Regarding the proposed increase in the capital gains tax from 20% to 39.6%, I think it’s important to understand how a majority of capital gains are created. The form familiar to most, is through a taxable investment account. If you invest $1,000 and it grows to $2,000, you have an unrealized capital gain of $1,000 that is subject to capital gains tax. Simple enough. The area of capital gains that is usually forgotten is in the ownership of a business. When a business is sold for a profit, there is a capital gain. For example, a business owner may have invested $500k to start a business, and many years later sold the business for $5 million. The sale of that business is taxed as a capital gain. Although that business owner may not have been making anywhere near $1million/year, under proposed tax plan, the sale of this business would be subject to a 39.6% federal capital gains tax (not to mention, depending on what state the business is in, they would likely pay taxes at the state level as well). As a result, the unintended consequence is the disincentive to invest in both the stock market and in a business. If you’re in the top 1%, why would you continue to invest at your current levels if your profits are going to be cut in half by capital gains tax increases?
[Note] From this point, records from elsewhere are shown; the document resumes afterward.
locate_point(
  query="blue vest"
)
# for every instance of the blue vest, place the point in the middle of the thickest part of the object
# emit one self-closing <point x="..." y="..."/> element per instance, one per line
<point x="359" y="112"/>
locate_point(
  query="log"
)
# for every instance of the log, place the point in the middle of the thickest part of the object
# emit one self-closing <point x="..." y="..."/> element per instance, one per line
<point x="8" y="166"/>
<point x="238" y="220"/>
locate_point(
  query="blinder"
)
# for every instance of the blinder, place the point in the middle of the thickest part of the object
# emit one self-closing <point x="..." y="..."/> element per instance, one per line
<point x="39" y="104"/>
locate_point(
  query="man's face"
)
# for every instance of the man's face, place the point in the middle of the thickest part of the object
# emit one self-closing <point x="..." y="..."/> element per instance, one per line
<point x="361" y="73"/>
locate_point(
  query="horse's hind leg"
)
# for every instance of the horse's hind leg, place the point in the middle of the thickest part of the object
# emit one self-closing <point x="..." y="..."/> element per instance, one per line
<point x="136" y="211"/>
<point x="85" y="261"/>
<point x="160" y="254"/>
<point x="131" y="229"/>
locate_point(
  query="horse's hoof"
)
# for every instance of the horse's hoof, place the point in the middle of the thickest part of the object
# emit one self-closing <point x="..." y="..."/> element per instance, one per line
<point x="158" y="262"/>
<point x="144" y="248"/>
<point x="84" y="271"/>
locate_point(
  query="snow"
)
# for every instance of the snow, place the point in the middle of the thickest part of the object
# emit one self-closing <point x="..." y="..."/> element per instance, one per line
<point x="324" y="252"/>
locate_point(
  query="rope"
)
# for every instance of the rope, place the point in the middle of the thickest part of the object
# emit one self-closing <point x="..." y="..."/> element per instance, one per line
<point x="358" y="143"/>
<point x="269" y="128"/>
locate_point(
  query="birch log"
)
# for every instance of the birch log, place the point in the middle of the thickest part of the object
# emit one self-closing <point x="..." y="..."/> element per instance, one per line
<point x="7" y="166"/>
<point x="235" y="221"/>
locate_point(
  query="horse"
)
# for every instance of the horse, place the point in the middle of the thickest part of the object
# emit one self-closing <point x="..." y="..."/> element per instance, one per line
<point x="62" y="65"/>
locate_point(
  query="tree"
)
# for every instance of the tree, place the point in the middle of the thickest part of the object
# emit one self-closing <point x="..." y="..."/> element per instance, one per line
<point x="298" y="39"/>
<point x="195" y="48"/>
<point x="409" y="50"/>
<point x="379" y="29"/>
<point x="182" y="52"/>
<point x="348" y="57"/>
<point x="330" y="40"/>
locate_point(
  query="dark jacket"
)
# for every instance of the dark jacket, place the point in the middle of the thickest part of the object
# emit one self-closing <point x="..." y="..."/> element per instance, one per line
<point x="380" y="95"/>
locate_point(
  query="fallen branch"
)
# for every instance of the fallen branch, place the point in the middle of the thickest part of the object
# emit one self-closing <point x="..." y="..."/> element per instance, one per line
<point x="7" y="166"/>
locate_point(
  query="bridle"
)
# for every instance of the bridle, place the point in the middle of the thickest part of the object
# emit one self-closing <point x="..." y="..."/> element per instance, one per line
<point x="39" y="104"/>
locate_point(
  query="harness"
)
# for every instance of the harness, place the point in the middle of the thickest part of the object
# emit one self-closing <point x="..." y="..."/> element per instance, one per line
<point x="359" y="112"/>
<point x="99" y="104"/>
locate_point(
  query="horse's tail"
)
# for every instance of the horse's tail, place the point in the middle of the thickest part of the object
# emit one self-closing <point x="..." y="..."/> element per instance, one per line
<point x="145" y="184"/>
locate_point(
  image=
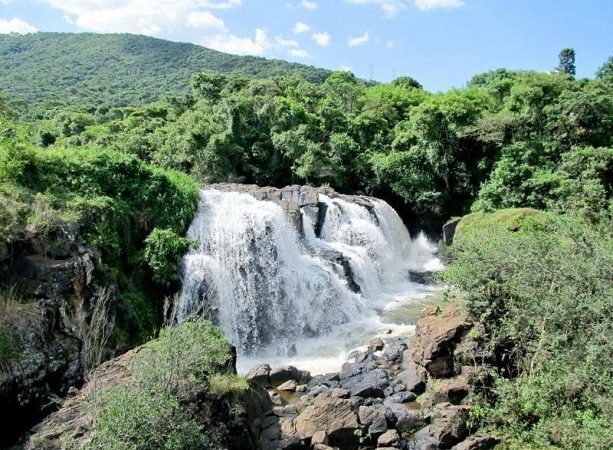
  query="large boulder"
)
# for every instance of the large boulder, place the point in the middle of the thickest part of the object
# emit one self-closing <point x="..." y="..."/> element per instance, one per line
<point x="436" y="336"/>
<point x="332" y="415"/>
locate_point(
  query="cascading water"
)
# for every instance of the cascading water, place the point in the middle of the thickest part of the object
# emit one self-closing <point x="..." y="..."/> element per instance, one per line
<point x="277" y="290"/>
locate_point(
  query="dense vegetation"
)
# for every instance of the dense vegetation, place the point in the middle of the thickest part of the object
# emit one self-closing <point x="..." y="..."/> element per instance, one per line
<point x="124" y="174"/>
<point x="508" y="139"/>
<point x="109" y="200"/>
<point x="113" y="70"/>
<point x="151" y="411"/>
<point x="541" y="285"/>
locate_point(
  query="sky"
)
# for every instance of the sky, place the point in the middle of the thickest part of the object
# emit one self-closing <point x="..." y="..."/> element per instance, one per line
<point x="441" y="43"/>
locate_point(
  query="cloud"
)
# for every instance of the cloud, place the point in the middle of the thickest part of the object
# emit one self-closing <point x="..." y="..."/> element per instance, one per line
<point x="307" y="4"/>
<point x="425" y="5"/>
<point x="301" y="27"/>
<point x="16" y="25"/>
<point x="389" y="7"/>
<point x="299" y="53"/>
<point x="358" y="40"/>
<point x="322" y="38"/>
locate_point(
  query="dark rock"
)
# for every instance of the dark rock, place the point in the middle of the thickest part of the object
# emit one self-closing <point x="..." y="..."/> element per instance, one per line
<point x="449" y="230"/>
<point x="477" y="442"/>
<point x="372" y="418"/>
<point x="435" y="339"/>
<point x="368" y="384"/>
<point x="260" y="374"/>
<point x="405" y="419"/>
<point x="413" y="378"/>
<point x="388" y="439"/>
<point x="400" y="397"/>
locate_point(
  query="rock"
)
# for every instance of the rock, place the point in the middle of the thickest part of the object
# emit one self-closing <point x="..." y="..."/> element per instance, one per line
<point x="477" y="442"/>
<point x="260" y="374"/>
<point x="452" y="391"/>
<point x="448" y="427"/>
<point x="368" y="384"/>
<point x="388" y="439"/>
<point x="405" y="419"/>
<point x="280" y="375"/>
<point x="332" y="415"/>
<point x="289" y="385"/>
<point x="449" y="230"/>
<point x="372" y="418"/>
<point x="435" y="339"/>
<point x="319" y="437"/>
<point x="400" y="397"/>
<point x="413" y="378"/>
<point x="376" y="344"/>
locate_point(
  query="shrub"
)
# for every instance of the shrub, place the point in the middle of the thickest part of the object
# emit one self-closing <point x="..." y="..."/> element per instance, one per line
<point x="543" y="293"/>
<point x="162" y="252"/>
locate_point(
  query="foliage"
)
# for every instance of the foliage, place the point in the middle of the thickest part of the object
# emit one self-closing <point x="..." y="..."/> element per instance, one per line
<point x="162" y="252"/>
<point x="543" y="292"/>
<point x="149" y="412"/>
<point x="113" y="70"/>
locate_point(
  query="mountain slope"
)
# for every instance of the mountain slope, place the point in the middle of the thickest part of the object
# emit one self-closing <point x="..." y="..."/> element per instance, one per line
<point x="117" y="69"/>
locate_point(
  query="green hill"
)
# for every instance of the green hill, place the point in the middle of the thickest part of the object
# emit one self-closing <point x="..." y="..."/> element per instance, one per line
<point x="117" y="69"/>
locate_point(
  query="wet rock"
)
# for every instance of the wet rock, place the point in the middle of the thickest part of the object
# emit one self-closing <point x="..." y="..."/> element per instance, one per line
<point x="400" y="397"/>
<point x="449" y="230"/>
<point x="289" y="385"/>
<point x="372" y="418"/>
<point x="477" y="442"/>
<point x="448" y="427"/>
<point x="376" y="344"/>
<point x="260" y="374"/>
<point x="405" y="419"/>
<point x="332" y="415"/>
<point x="368" y="384"/>
<point x="388" y="439"/>
<point x="413" y="378"/>
<point x="435" y="339"/>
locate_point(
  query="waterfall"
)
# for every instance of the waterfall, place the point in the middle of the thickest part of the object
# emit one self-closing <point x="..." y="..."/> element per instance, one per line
<point x="269" y="282"/>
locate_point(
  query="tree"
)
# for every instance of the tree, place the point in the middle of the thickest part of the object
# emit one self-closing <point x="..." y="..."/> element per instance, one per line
<point x="567" y="62"/>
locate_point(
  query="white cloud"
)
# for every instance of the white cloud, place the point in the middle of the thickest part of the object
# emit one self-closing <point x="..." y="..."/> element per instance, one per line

If there is less investment in business, the likely outcome is less jobs. If there is less investment into the stock market, the likely outcome is increased spending. If there is an increase in spending (demand) the likely outcome is an increase in the cost of goods – in other words, more inflation, which will impact the other 99% of people.  

 

In summary, I have a really hard time understanding how increasing taxes is the correct solution to the problem. I’m struggling to understand how the lower and middle class aren’t going to be hurt most by what is being proposed. It’s important for you to think for yourself, think about both the intended and unintended consequences, and follow the incentives and disincentives that are created by these proposed changes. Draw your own conclusions and think: What will I do as a result? What’s my plan?